In Val Borbera, nell’alessandrino, esiste, unico al mondo, un particolare formaggio, il Montébore, oggi presidio Slow Food, la cui storia è antica quanto affascinante, risalendo ai monaci dell’abbazia benedettina di Santa Maria di Vendersi, sul Giarolo nei secoli a cavallo del primo millennio.
A fine ‘400 si ha notizia della sua presenza quale unico formaggio, al banchetto nuziale tra Isabella d’Aragona e Gian Galeazzo Sforza a Tortona; dopo l’ultima guerra, con l’abbandono delle vallate di montagna, anche la produzione del Montébore cessa e viene ripresa solo una decina d’anni fa, quando viene recuperata la ricetta della tecnica casearia originale dall’ultima depositaria di questa millenaria tradizione.
Montébore, presidio Slow Food
Oggi la locale Cooperativa Vallenostra è l’unico produttore al mondo del formaggio Montébore, presidio Slow Food.

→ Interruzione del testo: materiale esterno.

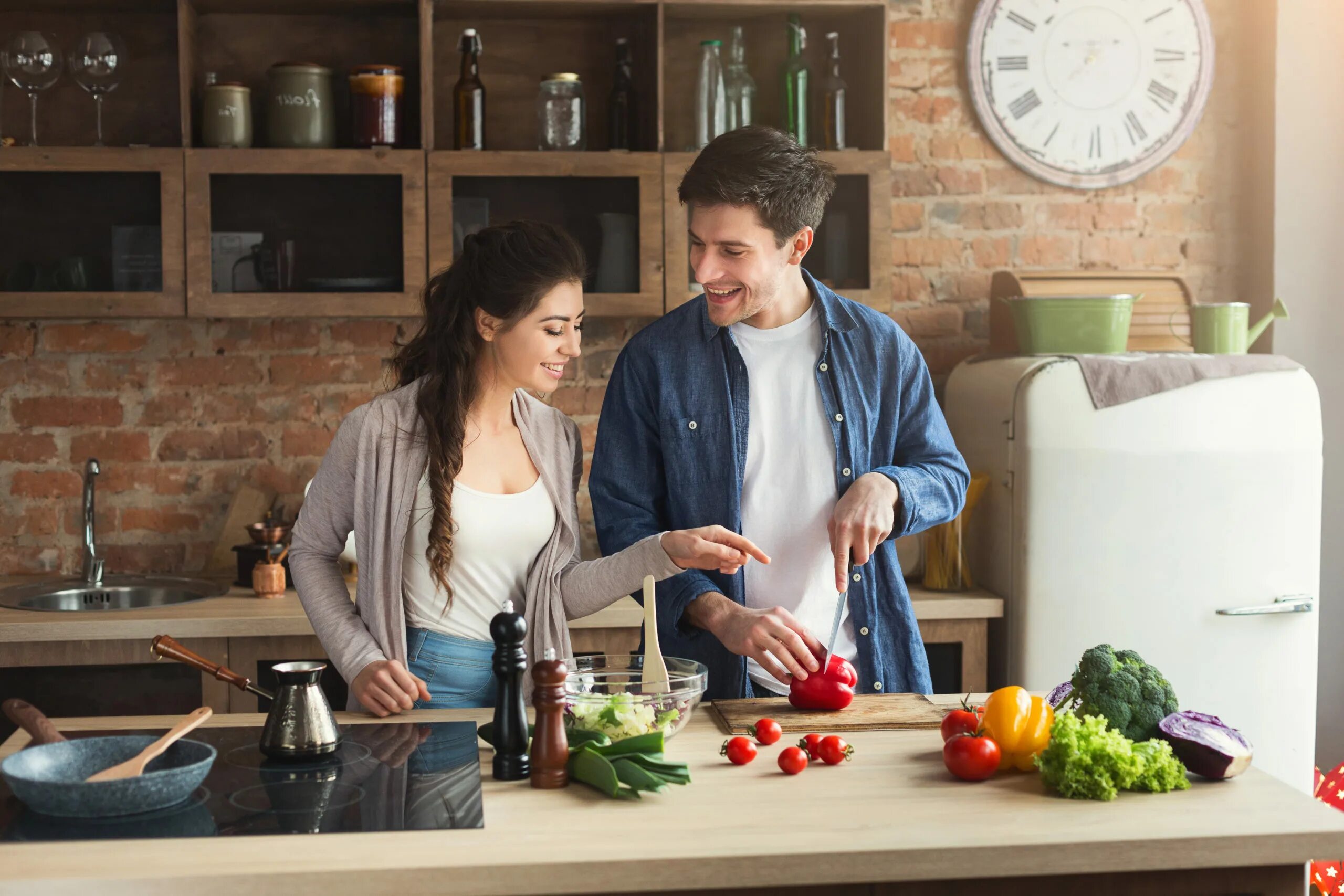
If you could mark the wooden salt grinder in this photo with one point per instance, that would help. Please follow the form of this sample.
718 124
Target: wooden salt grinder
508 629
550 745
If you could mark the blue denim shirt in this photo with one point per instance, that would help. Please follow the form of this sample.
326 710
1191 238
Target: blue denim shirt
673 446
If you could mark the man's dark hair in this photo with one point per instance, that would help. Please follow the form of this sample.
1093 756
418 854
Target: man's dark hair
766 170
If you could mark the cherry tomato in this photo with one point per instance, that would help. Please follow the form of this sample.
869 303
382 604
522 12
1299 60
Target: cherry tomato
738 750
792 761
768 731
971 757
963 722
834 750
811 745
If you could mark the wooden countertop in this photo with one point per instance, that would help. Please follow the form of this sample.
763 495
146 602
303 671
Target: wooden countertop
891 815
241 614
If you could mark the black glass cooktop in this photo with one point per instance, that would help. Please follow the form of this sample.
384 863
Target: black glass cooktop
383 777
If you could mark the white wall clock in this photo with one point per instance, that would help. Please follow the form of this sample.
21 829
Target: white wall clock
1089 93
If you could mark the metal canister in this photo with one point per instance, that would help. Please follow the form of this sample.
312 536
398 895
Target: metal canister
226 114
299 107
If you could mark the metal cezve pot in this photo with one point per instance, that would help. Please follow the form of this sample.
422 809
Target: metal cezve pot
300 723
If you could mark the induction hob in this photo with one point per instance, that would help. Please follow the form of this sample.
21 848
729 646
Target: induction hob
383 777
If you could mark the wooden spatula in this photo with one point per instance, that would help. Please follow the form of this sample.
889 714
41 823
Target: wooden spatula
655 679
135 766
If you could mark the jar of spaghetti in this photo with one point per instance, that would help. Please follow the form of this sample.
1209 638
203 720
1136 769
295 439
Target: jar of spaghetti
375 105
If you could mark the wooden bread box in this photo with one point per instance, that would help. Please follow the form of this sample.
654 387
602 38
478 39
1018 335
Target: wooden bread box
1163 308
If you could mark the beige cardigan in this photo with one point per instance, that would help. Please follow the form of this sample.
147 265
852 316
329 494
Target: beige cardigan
368 483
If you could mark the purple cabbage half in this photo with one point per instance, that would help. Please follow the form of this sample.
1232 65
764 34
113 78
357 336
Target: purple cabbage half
1059 693
1206 745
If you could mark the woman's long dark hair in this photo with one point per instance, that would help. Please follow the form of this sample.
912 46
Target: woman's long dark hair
503 270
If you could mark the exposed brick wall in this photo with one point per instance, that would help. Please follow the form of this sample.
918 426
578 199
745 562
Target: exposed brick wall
960 210
181 413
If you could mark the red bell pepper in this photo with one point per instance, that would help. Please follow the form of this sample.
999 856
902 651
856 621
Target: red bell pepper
828 690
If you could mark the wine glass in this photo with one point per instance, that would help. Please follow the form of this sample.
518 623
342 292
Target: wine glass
33 62
97 64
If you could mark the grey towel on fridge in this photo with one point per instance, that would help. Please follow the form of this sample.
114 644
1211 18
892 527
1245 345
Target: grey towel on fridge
1115 379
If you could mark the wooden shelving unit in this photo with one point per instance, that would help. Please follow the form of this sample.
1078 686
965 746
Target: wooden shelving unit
537 182
316 195
334 226
143 186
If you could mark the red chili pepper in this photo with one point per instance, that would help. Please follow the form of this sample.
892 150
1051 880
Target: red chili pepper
830 690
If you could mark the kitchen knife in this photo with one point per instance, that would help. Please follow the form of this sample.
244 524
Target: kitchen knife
835 624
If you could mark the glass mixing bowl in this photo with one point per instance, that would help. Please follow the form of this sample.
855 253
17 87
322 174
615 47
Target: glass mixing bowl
605 693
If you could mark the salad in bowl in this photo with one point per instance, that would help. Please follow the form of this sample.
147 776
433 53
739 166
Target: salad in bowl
605 693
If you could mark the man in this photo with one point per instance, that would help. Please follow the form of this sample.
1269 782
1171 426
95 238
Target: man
802 419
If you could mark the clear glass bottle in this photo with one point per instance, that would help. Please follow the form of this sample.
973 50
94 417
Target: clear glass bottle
795 90
738 85
469 96
711 105
623 117
834 99
561 114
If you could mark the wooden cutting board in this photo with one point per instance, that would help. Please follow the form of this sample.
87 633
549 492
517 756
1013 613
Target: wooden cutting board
867 712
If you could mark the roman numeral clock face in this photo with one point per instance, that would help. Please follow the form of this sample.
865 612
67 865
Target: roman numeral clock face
1089 93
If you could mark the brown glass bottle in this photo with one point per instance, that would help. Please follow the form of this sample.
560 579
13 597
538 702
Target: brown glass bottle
469 96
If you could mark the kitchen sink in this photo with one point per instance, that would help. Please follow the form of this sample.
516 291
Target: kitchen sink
112 593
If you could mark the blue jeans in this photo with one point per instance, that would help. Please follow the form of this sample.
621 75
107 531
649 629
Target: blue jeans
456 671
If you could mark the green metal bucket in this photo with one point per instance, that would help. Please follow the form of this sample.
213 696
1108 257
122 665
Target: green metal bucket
1072 324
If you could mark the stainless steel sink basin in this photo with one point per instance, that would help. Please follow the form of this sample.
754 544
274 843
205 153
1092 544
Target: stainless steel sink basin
113 593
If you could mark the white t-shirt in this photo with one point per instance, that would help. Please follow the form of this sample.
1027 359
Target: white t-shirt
496 537
790 488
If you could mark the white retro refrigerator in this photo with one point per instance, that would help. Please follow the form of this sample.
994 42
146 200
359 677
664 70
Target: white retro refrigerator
1184 525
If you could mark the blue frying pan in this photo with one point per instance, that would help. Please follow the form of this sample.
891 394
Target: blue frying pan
50 778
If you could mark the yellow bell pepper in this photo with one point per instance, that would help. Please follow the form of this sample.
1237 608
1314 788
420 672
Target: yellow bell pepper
1021 726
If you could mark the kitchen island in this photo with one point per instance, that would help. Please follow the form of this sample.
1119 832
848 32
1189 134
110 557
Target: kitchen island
891 821
244 632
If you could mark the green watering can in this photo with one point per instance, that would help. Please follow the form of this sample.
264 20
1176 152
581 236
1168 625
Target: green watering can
1225 328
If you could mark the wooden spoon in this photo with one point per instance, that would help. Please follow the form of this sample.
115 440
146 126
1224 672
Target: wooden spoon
135 766
655 678
29 718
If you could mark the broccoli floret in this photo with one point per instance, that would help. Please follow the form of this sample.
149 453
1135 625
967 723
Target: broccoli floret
1129 693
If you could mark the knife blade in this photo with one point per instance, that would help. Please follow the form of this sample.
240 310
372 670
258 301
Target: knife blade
835 624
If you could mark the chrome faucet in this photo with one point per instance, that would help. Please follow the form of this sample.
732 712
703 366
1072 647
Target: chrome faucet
93 563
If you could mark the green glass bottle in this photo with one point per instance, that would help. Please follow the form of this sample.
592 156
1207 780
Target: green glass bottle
796 83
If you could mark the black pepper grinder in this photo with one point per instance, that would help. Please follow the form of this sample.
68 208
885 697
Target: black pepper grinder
511 761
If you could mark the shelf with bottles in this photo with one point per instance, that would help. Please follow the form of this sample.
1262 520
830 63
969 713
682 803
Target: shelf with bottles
611 202
851 251
768 44
310 75
94 233
124 53
303 233
524 41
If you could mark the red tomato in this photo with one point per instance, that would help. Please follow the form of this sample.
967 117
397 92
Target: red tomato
811 745
971 757
963 722
834 750
792 761
738 750
768 731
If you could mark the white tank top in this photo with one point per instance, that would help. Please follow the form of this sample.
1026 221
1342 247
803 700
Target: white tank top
496 537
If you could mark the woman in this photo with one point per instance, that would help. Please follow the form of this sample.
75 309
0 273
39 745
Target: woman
460 488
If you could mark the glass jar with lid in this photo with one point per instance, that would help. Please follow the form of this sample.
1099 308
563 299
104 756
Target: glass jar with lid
375 105
560 113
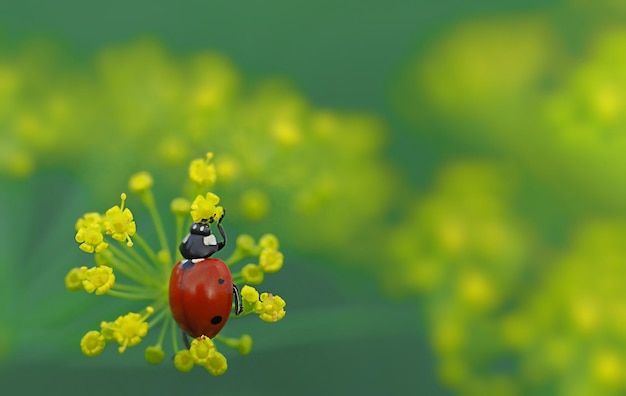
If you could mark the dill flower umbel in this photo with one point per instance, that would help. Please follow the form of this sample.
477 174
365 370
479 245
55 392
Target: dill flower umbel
128 267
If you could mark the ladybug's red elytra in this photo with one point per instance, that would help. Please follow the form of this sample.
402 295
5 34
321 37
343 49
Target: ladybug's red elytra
201 288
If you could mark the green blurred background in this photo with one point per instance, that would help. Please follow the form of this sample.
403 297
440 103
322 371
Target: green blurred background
445 179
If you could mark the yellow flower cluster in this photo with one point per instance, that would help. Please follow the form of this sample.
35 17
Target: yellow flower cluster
269 308
127 330
145 274
273 137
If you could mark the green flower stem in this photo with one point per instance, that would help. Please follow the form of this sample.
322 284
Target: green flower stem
163 330
148 200
130 288
229 342
122 263
131 296
146 248
140 262
174 337
157 318
241 315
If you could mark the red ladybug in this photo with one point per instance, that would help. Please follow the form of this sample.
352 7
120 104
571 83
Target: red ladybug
201 288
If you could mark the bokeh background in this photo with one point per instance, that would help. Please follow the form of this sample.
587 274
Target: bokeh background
445 177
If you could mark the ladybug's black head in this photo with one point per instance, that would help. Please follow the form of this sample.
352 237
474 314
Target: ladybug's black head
200 228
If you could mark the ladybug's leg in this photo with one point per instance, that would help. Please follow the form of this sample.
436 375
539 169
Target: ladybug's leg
186 340
221 245
237 298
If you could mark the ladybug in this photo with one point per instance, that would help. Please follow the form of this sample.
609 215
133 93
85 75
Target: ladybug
201 290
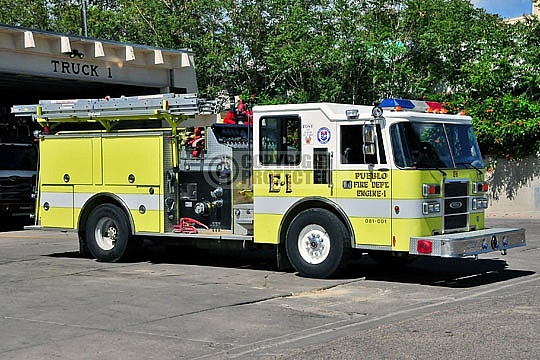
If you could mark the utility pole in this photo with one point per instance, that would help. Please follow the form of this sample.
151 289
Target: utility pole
84 5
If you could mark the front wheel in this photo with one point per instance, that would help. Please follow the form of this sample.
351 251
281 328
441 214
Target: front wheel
317 243
108 235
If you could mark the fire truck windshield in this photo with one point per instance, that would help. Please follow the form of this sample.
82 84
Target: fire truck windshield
421 145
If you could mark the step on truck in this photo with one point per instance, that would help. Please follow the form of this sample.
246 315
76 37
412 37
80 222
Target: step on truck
315 182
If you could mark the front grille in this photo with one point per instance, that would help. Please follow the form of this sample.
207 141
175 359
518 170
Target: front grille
456 205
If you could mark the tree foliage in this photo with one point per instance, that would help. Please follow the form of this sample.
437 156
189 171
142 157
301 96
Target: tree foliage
354 51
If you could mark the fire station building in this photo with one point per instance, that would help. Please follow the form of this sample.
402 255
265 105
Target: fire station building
38 65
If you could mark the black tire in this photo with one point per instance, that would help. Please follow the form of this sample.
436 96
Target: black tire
108 235
317 243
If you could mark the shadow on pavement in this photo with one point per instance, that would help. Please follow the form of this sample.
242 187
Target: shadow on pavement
452 273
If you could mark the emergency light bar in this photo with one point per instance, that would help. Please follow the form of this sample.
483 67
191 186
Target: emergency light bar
412 105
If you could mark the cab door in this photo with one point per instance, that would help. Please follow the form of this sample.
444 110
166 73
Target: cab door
363 185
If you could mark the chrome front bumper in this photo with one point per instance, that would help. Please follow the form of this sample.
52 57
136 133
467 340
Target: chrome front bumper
468 243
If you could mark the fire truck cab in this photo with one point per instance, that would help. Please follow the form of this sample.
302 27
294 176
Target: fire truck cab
316 182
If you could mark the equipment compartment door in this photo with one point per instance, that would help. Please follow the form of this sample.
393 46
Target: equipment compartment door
56 206
363 187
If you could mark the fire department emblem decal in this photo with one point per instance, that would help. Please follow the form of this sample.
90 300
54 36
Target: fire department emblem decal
323 135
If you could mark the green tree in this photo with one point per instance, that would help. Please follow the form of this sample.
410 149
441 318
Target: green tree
25 13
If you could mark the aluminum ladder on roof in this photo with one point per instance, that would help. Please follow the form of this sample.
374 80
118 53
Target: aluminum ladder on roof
174 104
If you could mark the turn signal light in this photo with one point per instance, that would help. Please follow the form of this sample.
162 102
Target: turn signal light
424 247
480 187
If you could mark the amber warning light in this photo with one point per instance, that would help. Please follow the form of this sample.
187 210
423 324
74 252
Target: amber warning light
424 246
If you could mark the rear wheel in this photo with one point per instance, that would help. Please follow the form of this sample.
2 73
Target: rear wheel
108 235
317 243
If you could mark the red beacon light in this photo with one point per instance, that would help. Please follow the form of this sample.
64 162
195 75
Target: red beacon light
433 107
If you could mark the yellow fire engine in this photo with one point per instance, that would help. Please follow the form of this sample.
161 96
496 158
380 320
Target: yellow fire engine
316 182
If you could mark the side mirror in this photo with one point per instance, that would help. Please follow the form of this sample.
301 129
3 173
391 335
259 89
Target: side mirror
369 136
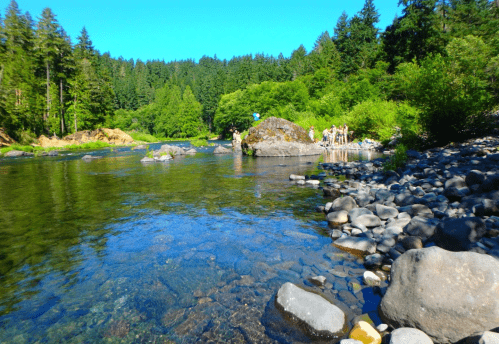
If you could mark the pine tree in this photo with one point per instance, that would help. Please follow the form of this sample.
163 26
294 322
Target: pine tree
47 44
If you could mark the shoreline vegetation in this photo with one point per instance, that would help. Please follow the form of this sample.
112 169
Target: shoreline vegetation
432 75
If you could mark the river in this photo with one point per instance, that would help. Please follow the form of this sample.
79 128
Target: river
193 249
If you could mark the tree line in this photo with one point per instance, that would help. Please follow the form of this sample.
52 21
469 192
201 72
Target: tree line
436 66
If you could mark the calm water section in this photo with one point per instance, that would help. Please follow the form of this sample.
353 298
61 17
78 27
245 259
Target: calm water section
115 251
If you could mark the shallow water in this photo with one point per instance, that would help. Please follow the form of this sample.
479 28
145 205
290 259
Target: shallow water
112 250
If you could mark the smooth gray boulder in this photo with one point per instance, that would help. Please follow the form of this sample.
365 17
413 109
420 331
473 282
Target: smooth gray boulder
356 212
447 295
456 182
474 177
367 220
385 212
337 218
318 316
408 335
170 149
417 210
458 234
346 203
356 245
421 227
221 150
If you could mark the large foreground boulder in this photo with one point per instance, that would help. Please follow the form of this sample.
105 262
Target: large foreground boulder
316 315
448 295
279 137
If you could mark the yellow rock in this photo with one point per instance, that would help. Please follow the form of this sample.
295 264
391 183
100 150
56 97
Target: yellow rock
365 333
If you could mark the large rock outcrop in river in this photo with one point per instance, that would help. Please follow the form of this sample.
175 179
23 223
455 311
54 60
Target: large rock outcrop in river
5 140
279 137
111 136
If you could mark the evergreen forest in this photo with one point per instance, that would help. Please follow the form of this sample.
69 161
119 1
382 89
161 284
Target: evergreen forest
433 74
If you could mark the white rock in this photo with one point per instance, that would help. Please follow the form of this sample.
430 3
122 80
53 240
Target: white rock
321 316
489 338
371 279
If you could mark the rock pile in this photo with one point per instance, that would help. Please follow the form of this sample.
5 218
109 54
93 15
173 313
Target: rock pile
435 225
279 137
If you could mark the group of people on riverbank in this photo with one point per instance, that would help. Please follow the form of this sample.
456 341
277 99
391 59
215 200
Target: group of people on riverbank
334 135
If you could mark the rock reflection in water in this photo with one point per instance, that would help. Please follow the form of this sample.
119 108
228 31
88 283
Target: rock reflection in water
343 155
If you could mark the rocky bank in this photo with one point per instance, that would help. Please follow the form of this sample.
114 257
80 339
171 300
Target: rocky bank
434 225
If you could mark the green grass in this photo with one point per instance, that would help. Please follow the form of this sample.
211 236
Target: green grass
145 137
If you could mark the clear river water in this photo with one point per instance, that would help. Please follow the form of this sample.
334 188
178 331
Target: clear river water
190 250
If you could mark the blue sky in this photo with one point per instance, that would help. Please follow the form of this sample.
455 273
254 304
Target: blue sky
177 30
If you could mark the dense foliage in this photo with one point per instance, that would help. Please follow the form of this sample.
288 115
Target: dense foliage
433 71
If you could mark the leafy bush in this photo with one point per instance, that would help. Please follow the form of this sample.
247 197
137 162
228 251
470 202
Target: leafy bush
378 119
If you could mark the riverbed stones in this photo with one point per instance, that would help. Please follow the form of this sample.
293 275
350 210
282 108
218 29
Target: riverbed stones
422 227
447 295
356 245
385 213
356 212
459 234
367 221
337 218
343 203
371 279
320 317
407 335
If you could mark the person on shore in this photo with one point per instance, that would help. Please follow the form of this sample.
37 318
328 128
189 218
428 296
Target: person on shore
345 133
325 136
333 135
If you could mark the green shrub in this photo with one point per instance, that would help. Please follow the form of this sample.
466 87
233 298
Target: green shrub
378 119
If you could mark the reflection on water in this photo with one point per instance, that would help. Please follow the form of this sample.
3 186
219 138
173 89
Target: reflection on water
112 250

Viene prodotto, secondo la sua millenaria tradizione, con latte crudo, cioè scaldato sino ad una temperatura di circa 36° composto per un 75% di latte bovino di mucche Brune Alpine, Tortonesi, Genovesi e Cabannina e 30% di latte ovino, al quale viene aggiunto caglio naturale; dopo un riposo di un’ora avviene la rottura della cagliata dalla quale si ottengono grumi grossi come noci che vengono lasciati riposare per circa 30 minuti.
La seconda rottura, porta la cagliata a grumi della dimensione di una nocciola; la pasta viene quindi messa a scolare nei “ferslin”, formelle tipiche a forma di cilindro, di diametro decrescente.
Prima di procedere alla salatura manuale con sale marino, le forme vengono girate più volte, poi sistemate ad asciugare in un luogo fresco ed asciutto per una decina d’ore, quindi le formelle vengono sovrapposte formando il “castellino”, la forma caratteristica a tronco di cono, che ricorda il castello diroccato di Montébore, una frazione del comune di Dernice.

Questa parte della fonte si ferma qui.